Uau! As pessoas que escreveram ou votaram a favor da aprovação dessa lei deveriam ser confinadas pelo resto da vida a uma instituição mental. Nunca li uma legislação tão repressiva.
Estou um pouco confuso agora. Este artigo da The Caravan apresenta um retrato bastante duvidoso de Tarigami e fica-se com a sensação de que ele foi mais oportunista do que qualquer outra coisa. Em que acreditar? (ver Revista Caravan, 22 de setembro de 2019)
Obrigado, Vijay, por expor o que os poderes constituídos querem enterrar. Luta inextinguível pela humanidade.
É ótimo ter a perspectiva de Prashad sobre os acontecimentos no Sudão aqui na CN. O único canal de notícias aberto no meu país é a Al-Jazeera English, e a cobertura positiva que o movimento obteve na “TV da Irmandade Muçulmana” não me encheu de confiança. É encorajador ver o Partido Comunista Sudanês desempenhar um papel de liderança, a questão é se ainda é o partido cujo militante foi tão eloquentemente elogiado acima, ou se degenerou como tantos ou os seus homólogos em todo o mundo?
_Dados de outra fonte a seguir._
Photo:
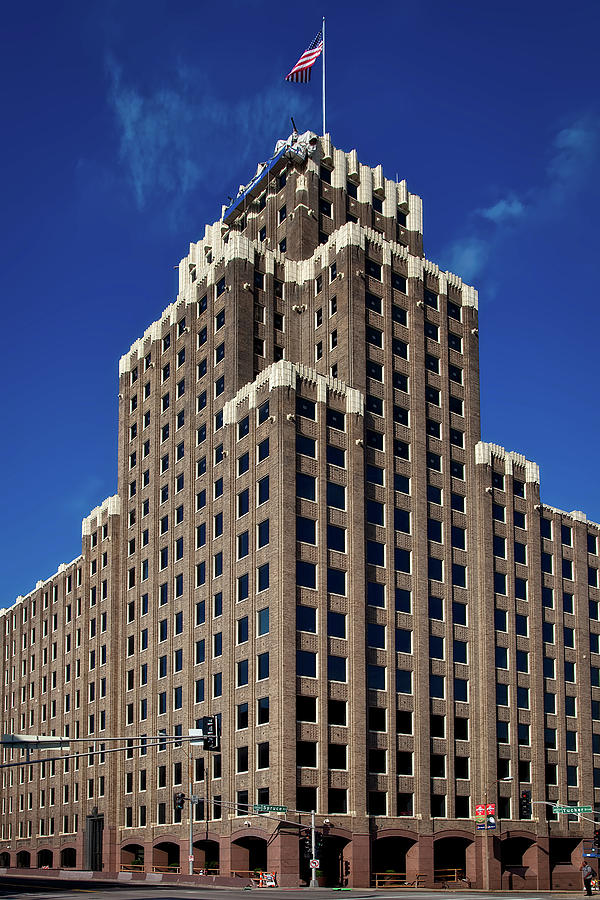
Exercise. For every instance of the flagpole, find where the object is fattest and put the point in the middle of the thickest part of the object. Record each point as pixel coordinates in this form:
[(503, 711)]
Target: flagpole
[(323, 36)]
Lembre-se que o poderoso PCI de Bordiga e Gramsci evoluiu para o patético PD que está prestes a entrar no governo para tornar a Itália novamente segura para o neoliberalismo e a “ideia europeia”.
O partido alimenta ilusões sobre o Ocidente e o seu apoio à “democracia”? Ou lembra-se que as potências imperialistas e os seus lacaios locais não têm necessidade de tal coisa, e que a única força que tem lutado consistentemente pela democracia no antigo Terceiro Mundo são as próprias classes exploradas? Prashad caracteriza a Associação de Profissionais Sudaneses como um órgão sindical, mas o seu nome sugere que pode incluir as camadas sociais que têm mais ilusões sobre o “Ocidente Democrático”. Será necessário algum trabalho ideológico intenso para ajudar a dissipar estas ilusões, pois poderá ser demasiado tarde para o movimento quando os Imperialistas as tiverem dissipado da forma mais brutal.
O partido também poderia procurar alavancar quaisquer ligações que possa ter com o PC chinês e com os PC russos, que têm ligações com as instituições políticas e militares dos seus países. Tanto a Rússia como a China parecem ter adoptado uma abordagem morna ao movimento devido ao risco de subversão ocidental ou ao triunfo de qualquer cão que a Irmandade Muçulmana tenha nesta luta (a Irmandade desentendeu-se com Bashir muitos anos antes da sua queda). O tipo de transformação radical necessária para acabar com a austeridade imposta pelo FMI e o subdesenvolvimento desenfreado não pode ser levada a cabo sob a asa do Ocidente, e o actual prestígio desfrutado pelos militares russos e chineses face ao Ocidente pode ser inestimável para reunir a quadro crucial de oficiais subalternos do exército para o lado da Revolução.